There are a number of types of contract that are often used when engaging workers on a production. It is important to understand the distinctions between the different types of contracts for services and therefore the resulting responsibilities of the production. A summary of the main types of contract for work and services is set out below:
Employees – Employees are employed under a contract of employment. They generally have less autonomy in how they carry out their work but have the widest range of employment rights. They must be taxed under Schedule E meaning that their tax must be deducted at source via payroll. Employer national insurance contributions (NICs) are also payable and should therefore be included in the budget at the outset of a production.
Employees can generally be employed in all grades although it is not typical for heads of department to be employees. However, employment status is ultimately determined by an employment tribunal and depends on the actual working relationship between the engaging entity and an individual (for example, how much control the entity has over the worker) rather than what the contract states. Therefore, if there are any doubts as to the status of an individual, it is recommended that legal advice be taken.
Freelancers – Freelancers are engaged under a contract to provide services and are generally regarded as being self-employed. However, they also often have the status of a ‘worker’ which means that they sometimes benefit from a limited range of employment rights (such as a right to holiday and the national minimum wage). In a production context, freelancers are typically those working in one of the job titles included in the HMRC list within the film, TV & production guidance notes but can also be a worker engaged in a different capacity who works with autonomy and manages their own time and resources.

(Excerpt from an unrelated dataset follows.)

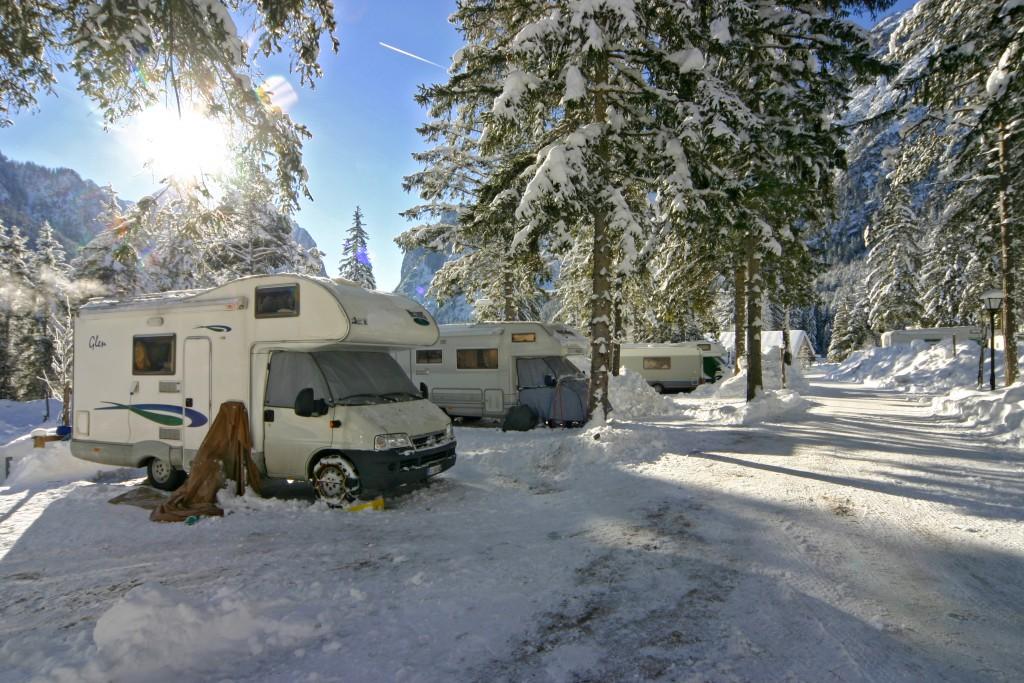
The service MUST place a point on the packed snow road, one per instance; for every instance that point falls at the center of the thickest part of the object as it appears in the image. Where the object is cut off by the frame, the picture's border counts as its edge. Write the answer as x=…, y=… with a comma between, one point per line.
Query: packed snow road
x=861, y=540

As freelancers are generally regarded as self-employed, they can be taxed under schedule D meaning they are responsible for their own tax. However, HMRC rules stipulate that these workers must work for more than one entity otherwise they may eventually be deemed to be an employee instead. It is currently industry standard to assume that, where contracts last longer than 9 months, a freelancer may be regarded as an employee. In such cases, legal advice or advice from HMRC should be sought.
Loan Outs – Key talent and crew are often contracted via loan-out agreements. A loan-out agreement is an agreement where the services of an individual are provided (or loaned out) via a personal service company. This means that the engaging entity contracts directly with the personal service company rather than the individual. In such cases, the personal service company rather than the engaging entity is typically responsible for dealing with the tax on any payments made under the agreement.
There are benefits to both parties to contract in this way but there can also be risks with this approach if the agreement is not drafted correctly (i.e. the producing entity needs to ensure that intellectual property created by the individual is assigned to the production). It is therefore best practice to seek legal advice when producing a loan-out agreement.